Point-of-Care Ultrasound for COVID-19
Delivering real-time diagnosis of pneumonia caused by COVID-19.
Project Overview
Updated March 31, 2023
The Problem
Diagnosing COVID-19 in patients in rural and remote communities can be costly and time-consuming. As well, the molecular tests can fail to detect up to 30 per cent of cases.
The risks from delays or misdiagnosis can have severe consequences. Patients with false negative tests can unknowingly spread the infection, while delayed detection in long-term care home residents can lead to more outbreaks and deaths.
How We Are Solving It
The Intelligent Network for Point-of-Care Ultrasound for COVID-19 project aims to improve our ability to detect COVID-19 by developing an AI-powered platform that can be used with wireless, handheld ultrasound devices. Combined with machine learning and a cloud-based platform, this technological advance will deliver real-time diagnosis of patients with pneumonia, potentially caused by COVID-19.

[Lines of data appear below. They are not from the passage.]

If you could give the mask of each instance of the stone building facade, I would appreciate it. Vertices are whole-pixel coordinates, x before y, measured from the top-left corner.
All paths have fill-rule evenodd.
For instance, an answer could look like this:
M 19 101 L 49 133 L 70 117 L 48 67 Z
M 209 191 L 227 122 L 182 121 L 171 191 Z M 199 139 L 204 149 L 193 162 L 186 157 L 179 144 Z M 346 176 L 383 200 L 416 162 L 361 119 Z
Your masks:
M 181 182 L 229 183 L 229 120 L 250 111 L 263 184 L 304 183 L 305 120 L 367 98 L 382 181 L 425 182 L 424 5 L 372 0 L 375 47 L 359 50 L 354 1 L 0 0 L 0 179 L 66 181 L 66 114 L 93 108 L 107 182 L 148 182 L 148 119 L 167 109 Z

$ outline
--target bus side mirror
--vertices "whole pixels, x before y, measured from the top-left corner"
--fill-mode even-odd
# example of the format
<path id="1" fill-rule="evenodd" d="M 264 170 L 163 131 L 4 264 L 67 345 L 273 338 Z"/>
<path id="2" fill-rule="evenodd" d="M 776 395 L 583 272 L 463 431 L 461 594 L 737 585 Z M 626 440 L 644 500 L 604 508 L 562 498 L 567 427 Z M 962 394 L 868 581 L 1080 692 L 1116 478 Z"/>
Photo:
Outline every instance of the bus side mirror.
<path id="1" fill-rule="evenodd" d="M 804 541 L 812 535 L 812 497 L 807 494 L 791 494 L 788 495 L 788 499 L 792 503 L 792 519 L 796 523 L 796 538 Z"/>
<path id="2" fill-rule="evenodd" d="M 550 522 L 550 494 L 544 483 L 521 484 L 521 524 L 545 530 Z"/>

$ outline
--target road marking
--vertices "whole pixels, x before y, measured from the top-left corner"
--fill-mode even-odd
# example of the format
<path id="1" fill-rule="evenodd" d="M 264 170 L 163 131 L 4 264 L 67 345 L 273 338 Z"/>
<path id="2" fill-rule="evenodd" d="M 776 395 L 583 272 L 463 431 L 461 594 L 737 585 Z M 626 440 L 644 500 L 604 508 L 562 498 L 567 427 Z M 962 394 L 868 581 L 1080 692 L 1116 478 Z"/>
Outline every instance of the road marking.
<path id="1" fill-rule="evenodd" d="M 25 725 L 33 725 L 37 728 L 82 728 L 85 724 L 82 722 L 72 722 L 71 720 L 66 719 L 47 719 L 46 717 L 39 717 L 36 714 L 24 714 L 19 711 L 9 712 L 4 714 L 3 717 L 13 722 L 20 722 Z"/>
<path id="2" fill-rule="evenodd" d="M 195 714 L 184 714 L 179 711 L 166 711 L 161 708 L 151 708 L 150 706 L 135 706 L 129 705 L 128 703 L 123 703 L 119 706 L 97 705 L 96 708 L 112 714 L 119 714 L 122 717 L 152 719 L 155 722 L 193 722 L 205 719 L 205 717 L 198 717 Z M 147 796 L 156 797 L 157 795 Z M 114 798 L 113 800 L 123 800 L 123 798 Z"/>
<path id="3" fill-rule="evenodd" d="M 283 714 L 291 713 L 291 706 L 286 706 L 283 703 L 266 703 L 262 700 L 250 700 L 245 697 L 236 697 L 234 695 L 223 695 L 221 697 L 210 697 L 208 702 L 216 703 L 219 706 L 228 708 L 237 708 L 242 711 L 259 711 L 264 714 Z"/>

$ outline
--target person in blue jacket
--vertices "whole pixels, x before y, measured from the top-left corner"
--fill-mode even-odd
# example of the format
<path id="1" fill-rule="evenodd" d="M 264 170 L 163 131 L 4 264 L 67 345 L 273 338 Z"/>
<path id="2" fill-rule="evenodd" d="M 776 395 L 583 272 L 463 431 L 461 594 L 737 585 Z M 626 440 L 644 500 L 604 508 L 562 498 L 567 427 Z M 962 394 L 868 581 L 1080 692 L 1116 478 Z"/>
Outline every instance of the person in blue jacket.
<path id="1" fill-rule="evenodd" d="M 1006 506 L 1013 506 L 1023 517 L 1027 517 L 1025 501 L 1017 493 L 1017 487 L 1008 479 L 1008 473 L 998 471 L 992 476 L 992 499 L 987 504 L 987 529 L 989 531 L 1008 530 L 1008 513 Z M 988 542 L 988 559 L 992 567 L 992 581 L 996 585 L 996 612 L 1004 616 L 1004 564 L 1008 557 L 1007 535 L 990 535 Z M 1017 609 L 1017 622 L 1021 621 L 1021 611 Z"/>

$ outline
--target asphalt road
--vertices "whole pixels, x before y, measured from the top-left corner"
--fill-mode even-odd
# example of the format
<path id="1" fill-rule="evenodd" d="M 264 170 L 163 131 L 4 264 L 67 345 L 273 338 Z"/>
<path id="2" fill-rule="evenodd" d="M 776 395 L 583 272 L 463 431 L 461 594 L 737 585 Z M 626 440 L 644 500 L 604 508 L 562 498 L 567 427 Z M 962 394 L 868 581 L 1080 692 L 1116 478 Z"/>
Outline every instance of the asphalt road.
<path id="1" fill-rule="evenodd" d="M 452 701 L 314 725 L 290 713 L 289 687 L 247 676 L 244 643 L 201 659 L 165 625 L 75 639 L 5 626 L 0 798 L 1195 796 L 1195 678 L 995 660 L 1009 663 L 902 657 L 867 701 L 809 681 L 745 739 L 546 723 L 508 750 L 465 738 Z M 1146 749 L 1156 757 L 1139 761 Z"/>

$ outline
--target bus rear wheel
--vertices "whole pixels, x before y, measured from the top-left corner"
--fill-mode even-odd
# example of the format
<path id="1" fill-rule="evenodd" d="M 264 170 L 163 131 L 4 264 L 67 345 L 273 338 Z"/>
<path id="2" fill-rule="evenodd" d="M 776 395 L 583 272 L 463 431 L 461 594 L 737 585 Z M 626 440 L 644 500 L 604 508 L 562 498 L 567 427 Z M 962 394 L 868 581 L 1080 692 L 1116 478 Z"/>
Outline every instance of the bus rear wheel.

Led by Providence Health Care in partnership with Clarius, Change Healthcare, Rural Coordination Centre of BC, the University of British Columbia and Vancouver Coastal Health, the project’s goal is to make the networked, portable ultrasound technology available in rural and remote communities, and eventually long-term care homes for seniors.
By deploying this device during an outbreak, tests can be performed repetitively without adverse effects to the patients. It also reduces unnecessary exposure of healthcare workers and the need for potentially infected individuals to travel to a test site.
The Result
This project is an augmentation of the Intelligent Network Point-of-Care Ultrasound project and aims to use a handheld ultrasound device powered by artificial intelligence to provide real-time diagnosis of patients with pneumonia, potentially caused by COVID-19. The project developed novel artificial intelligence to perform on par with clinical experts for identification of lung pathology, including some of the ultrasound image features of COVID-19. Frontline workers, particularly in rural and remote areas, were supported through the development of virtual training, remote clinical support, and artificial intelligence tools to rapidly identify COVID-19 lung abnormalities and provide a clinical decision support tool.